Dua tujuan utama surveilans BSE adalah untuk menentukan apakah BSE ada di suatu negara, dan, jika ada, untuk memantau tingkat dan evolusi wabah dari waktu ke waktu. Dengan cara ini, efektivitas tindakan pengendalian yang ada dapat dipantau dan dievaluasi. Namun, jumlah kasus BSE yang dilaporkan di suatu negara hanya dapat dievaluasi dalam konteks kualitas sistem surveilans nasional.
Pemerintah harus
mengalokasikan dan mengeluarkan dana untuk mengembangkan dan melaksanakan
program pengawasan nasional. Biaya ini termasuk personil, pengujian dan
kompensasi bagi peternak, serta kegiatan kesadaran penyakit. Keputusan untuk
menerapkan sistem seperti itu memiliki efek ekonomi dan politik yang positif
dan negatif. Oleh karena itu, pemerintah harus memiliki justifikasi ilmiah
untuk membuat keputusan ini, yang biasanya tersedia dalam bentuk penilaian
risiko.
Kode Kesehatan Hewan
Terestrial OIE (dianggap sebagai standar internasional), memberikan pedoman
umum untuk surveilans penyakit (OIE, 2005a) dan panduan khusus untuk tingkat
surveilans BSE yang sesuai (OIE, 2005b). Standar kode OIE untuk BSE sering
diperbarui, seringkali setiap tahun, sehingga pedoman OIE terbaru, yang
tersedia di http://www.oie.int/eng/normes/mcode/en_sommaire.htm, harus selalu
digunakan.
Namun, risiko BSE masih bisa
ada di suatu negara bahkan jika tidak ada kasus yang ditemukan dengan
pengawasan. Surveilans bertujuan untuk melengkapi data yang lebih komprehensif
yang disediakan oleh penilaian risiko (Heim dan Mumford, 2005).
1.
SURVEILANS PASIF
Di sebagian besar negara, BSE
terdaftar sebagai penyakit yang dapat diberitahukan, yang merupakan persyaratan
dasar untuk sistem surveilans pasif (dan juga aktif) yang berfungsi. Namun,
beberapa negara tidak memiliki sistem surveilans pasif nasional untuk BSE, atau
hanya sistem yang lemah.
Sampai tahun 1999,
surveilans BSE di semua negara terbatas pada pemberitahuan kasus yang dicurigai
secara klinis oleh peternak dan dokter hewan (dan pihak lain yang terlibat
dalam penanganan hewan) kepada otoritas veteriner (surveilan pasif), dan
diasumsikan bahwa hal ini akan memungkinkan deteksi dini suatu wabah (Heim dan
Wilesmith, 2000). Namun, karena surveilans pasif hanya bergantung pada
pelaporan tersangka klinis dan bergantung pada banyak faktor, termasuk
konsekuensi yang dirasakan di peternakan dan kompetensi diagnostik, hal itu
belum tentu konsisten atau dapat diandalkan. Underreporting adalah kendala yang
paling penting dari sistem pengawasan pasif untuk BSE.

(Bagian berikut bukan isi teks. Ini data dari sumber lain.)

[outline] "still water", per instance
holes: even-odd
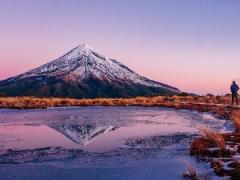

Untuk meningkatkan pelaporan
dan memungkinkan berfungsinya keseluruhan sistem pasif, faktor minimum berikut
harus ada (Doherr et al., 2001):
Pemberitahuan:
Penyakit harus dapat diberitahukan, artinya ada persyaratan hukum untuk
melaporkan penyakit tersebut kepada otoritas resmi ketika dicurigai. Prosedur
pemberitahuan harus sederhana, dan harus jelas siapa yang bertanggung jawab
atas apa. Dokter hewan, peternak, dan pihak lain yang terlibat dalam penanganan
hewan harus mengetahui apa yang harus mereka lakukan jika mereka
mengidentifikasi kasus suspek.
Definisi
BSE:
Untuk mengoptimalkan identifikasi semua kasus klinis, definisi hukum tersangka BSE
harus luas. Di beberapa negara definisi hukum untuk tersangka BSE hanya mengacu
pada sapi dengan tanda-tanda neurologis, yang deskripsinya terlalu sempit. OIE
menggambarkan tersangka BSE sebagai ternak selama 30 bulan:
• terkena penyakit yang
sulit disembuhkan dengan pengobatan;
• menunjukkan perubahan
perilaku progresif seperti rangsangan, tendangan terus-menerus saat diperah,
perubahan status hierarki kawanan, keragu-raguan di pintu, gerbang, dan
penghalang; atau
• menunjukkan tanda-tanda
neurologis progresif tanpa tanda-tanda penyakit menular.
Seringkali peternak dan
dokter hewan mengetahui tentang BSE hanya dari gambaran penyakit klinis stadium
lanjut yang ekstrim seperti yang digambarkan oleh media. Mereka harus
diberitahu bahwa tanda-tanda BSE yang ekstrim ini seringkali tidak terlihat dan
tanda-tandanya biasanya sangat halus. Harus diakui bahwa ternak mungkin hanya
menunjukkan beberapa tanda yang mungkin, dan tanda-tanda itu dapat bervariasi
dalam tingkat keparahannya. Karena BSE tidak menyebabkan tanda-tanda klinis
patognomonik, beberapa individu hewan dengan tanda-tanda yang sesuai dengan BSE
akan terlihat di semua negara dengan populasi sapi. Hewan tersebut harus selalu
diperiksa sebagai hewan suspek BSE.
Kesadaran
penyakit: Semua individu yang menangani ternak (peternak, dokter
hewan, petugas di rumah jagal dan lain-lain) harus mampu mengenali tanda-tanda
klinis penyakit. Ini membutuhkan kampanye informasi dan program pendidikan
jangka panjang yang ekstensif untuk meningkatkan kesadaran penyakit, yang
ditargetkan ke setiap tingkat dan setiap sektor.
Saat merancang program
kesadaran penyakit untuk meningkatkan surveilans pasif, pertimbangan berikut
harus dipertimbangkan:
• Pesan yang ingin
disampaikan
• Media yang akan digunakan
• Grup yang akan ditargetkan
• Aspek budaya
• Faktor motivasi
• Format yang digunakan
Mengembangkan program
pendidikan sangat sulit di negara-negara dengan risiko BSE tetapi tidak ada
kasus, seperti administrasi dan individu pertama-tama harus bersedia
mempertimbangkan bahwa penyakit itu mungkin ada.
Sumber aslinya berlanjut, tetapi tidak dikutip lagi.